Vantaggi e svantaggi. La paura dà l’incredibile vantaggio di farti preparare ad affrontare adeguatamente un pericolo, senza di essa il genere umano si sarebbe senz’altro estinto. Tuttavia in quanto essere umano sei in grado di immaginarti un futuro a lungo termine e quindi sei soggetto a provare ansia per una varietà di situazioni. Nell’ansia i pericoli sono solo immaginati, non ancora attuali, una buona parte dei pericoli futuri non sono del tutto evitabili e preoccuparsene non cambia il corso degli eventi, anzi, penalizza il presente.

In più, non occorre un atteggiamento ansioso per scongiurare il verificarsi di alcuni eventi temuti. Non serve, infatti, diventare particolarmente ansioso riguardo alla propria salute per seguire una dieta equilibrata e fare esercizio fisico: uno stile di vita sano può essere seguito semplicemente coltivando una sana consapevolezza di noi stessi e dei bisogni del nostro corpo-mente.

Se sei una persona ansiosa: tendi a fare valutazioni assolute e generali del tipo “il mondo è pericoloso” e tendi a sentirti incapace o persino impotente di fronte a molte situazioni della vita.

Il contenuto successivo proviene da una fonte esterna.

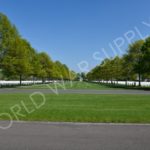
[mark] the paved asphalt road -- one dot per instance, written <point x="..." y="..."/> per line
<point x="69" y="136"/>
<point x="73" y="91"/>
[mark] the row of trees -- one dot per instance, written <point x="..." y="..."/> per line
<point x="18" y="60"/>
<point x="134" y="65"/>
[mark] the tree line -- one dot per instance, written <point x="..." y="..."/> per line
<point x="19" y="60"/>
<point x="132" y="66"/>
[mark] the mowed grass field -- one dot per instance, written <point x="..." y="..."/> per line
<point x="77" y="108"/>
<point x="68" y="85"/>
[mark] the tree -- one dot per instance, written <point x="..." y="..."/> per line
<point x="146" y="56"/>
<point x="45" y="67"/>
<point x="17" y="59"/>
<point x="136" y="55"/>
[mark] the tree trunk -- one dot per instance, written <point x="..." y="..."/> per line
<point x="139" y="79"/>
<point x="20" y="80"/>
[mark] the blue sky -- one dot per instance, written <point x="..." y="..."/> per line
<point x="72" y="31"/>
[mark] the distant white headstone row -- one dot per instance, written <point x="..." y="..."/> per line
<point x="144" y="84"/>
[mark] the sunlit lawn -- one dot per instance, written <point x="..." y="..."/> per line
<point x="78" y="108"/>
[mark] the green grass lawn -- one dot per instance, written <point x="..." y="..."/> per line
<point x="79" y="108"/>
<point x="68" y="85"/>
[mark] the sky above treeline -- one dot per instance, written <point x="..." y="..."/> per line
<point x="80" y="33"/>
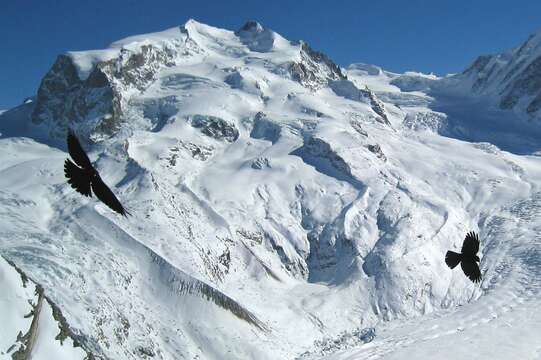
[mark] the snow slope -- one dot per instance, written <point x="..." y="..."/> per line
<point x="282" y="206"/>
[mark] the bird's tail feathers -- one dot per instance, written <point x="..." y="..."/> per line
<point x="452" y="259"/>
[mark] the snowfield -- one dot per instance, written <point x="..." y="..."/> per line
<point x="282" y="207"/>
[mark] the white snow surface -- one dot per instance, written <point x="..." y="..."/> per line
<point x="289" y="239"/>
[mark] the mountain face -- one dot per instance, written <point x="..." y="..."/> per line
<point x="283" y="207"/>
<point x="512" y="78"/>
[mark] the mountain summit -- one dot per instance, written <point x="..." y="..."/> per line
<point x="282" y="206"/>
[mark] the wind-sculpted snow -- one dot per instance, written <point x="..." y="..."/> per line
<point x="281" y="206"/>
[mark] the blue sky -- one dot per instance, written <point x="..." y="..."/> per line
<point x="428" y="36"/>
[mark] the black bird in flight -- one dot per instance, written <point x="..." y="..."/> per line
<point x="468" y="259"/>
<point x="85" y="179"/>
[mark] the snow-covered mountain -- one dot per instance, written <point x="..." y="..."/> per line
<point x="283" y="207"/>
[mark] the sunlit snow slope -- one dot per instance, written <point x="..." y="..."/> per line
<point x="282" y="206"/>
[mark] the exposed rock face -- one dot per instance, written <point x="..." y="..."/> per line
<point x="315" y="69"/>
<point x="65" y="100"/>
<point x="512" y="77"/>
<point x="264" y="128"/>
<point x="376" y="149"/>
<point x="215" y="127"/>
<point x="256" y="37"/>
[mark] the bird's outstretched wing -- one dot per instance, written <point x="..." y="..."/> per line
<point x="106" y="196"/>
<point x="77" y="178"/>
<point x="76" y="151"/>
<point x="471" y="244"/>
<point x="471" y="269"/>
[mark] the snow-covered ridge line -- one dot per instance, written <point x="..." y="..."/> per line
<point x="27" y="341"/>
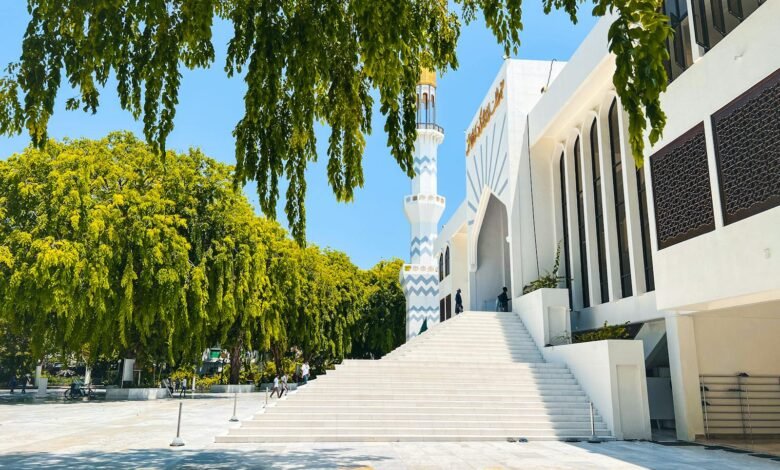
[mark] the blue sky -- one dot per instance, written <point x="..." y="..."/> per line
<point x="372" y="227"/>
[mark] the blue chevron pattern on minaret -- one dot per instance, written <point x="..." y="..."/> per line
<point x="424" y="207"/>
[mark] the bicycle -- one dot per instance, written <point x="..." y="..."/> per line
<point x="74" y="393"/>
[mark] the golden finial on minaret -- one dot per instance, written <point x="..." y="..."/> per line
<point x="427" y="77"/>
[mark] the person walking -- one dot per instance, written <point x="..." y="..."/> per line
<point x="503" y="301"/>
<point x="305" y="372"/>
<point x="458" y="303"/>
<point x="284" y="389"/>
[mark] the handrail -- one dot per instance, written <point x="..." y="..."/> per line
<point x="428" y="125"/>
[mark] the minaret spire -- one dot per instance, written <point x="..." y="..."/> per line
<point x="424" y="207"/>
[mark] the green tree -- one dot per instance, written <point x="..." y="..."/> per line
<point x="381" y="327"/>
<point x="302" y="61"/>
<point x="106" y="248"/>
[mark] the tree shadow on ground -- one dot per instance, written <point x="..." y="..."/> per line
<point x="332" y="457"/>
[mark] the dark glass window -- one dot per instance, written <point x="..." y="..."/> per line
<point x="679" y="45"/>
<point x="647" y="253"/>
<point x="599" y="211"/>
<point x="715" y="19"/>
<point x="620" y="202"/>
<point x="747" y="150"/>
<point x="581" y="226"/>
<point x="566" y="258"/>
<point x="447" y="262"/>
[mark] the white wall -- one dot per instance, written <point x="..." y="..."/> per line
<point x="745" y="339"/>
<point x="612" y="373"/>
<point x="738" y="263"/>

Ricordi ciò che conferma la tua paura e ti focalizzi sugli stimoli portatori di nuova ansia, restringendo ad essi la tu attenzione ed entrando in un assetto di continua allerta.

Caratteristiche dei disturbi d’ansia: di fronte ad ogni sintomatologia ansiosa la prima domanda da porti è qual è lo scopo che ritieni minacciato. Nelle fobie e nel disturbo da attacchi di panico credi che, se ti esponessi a certe specifiche situazioni proveresti una paura tale da impazzire o perdere il controllo di te. Si tratta della paura della paura.

Nella fobia sociale temi ed eviti ogni situazione sociale in cui puoi mostrarti inadeguata e ricevere il giudizio altrui: lo scopo minacciato è la tua immagine sociale e l’emozione più temuta è la vergogna. Nel disturbo d’ansia generalizzato la paura si estende su ogni evento spiacevole e tu vivi in un mondo giudicato imprevedibile sentendoti completamente impotente.

Ansia: dalla normalità alla patologia. Scopi senza alternative: ogni scopo rappresenta uno stato desiderato ed è normale tendere verso la sua realizzazione. Ciò che trasforma l’ansia normale in ansia patologica è la mancanza di alternative allo scopo minacciato, per cui non si tratta più di un desiderio o una preferenza, ma un obbligo assoluto, in assenza del quale ti sentiresti precipitare nel vuoto. L’illusione di controllo: è noto che su alcune cose non si ha potere. Nei disturbi d’ansia si crea la convinzione che sia doveroso e possibile tenere ogni cosa sotto controllo per scongiurare l’evento temuto, vi è la certezza di doverlo fare e un senso di colpa se non ci riesci.

La paura sproporzionata del danno e il pensiero catastrofico: tendenza a prevedere conseguenze negative e irrimediabili al verificarsi dell’evento temuto: da qui atteggiamenti di iper-cautela e tensione costanti. Il rimuginio: pensiero ripetitivo che si focalizza sugli eventi temuti senza però predisporre ad azioni intelligenti e a possibili soluzioni.

L’evitamento: tenerti lontani da quei luoghi o situazioni in cui si è verificato l’evento temuto o dove ritieni molto probabile che si verifichi di nuovo. L’evitamento alimenta il disturbo d’ansia. Perchè? Controlli l’ambiente in cerca degli stimoli portatori di ansia riempiendo il mondo di minacce, ciò impedisce di misurarti con te stesso e le tue capacità in queste situazioni proprio perchè evitate e ti crei l’illusione che l’evento temuto non si verifica grazie al controllo e all’evitamento.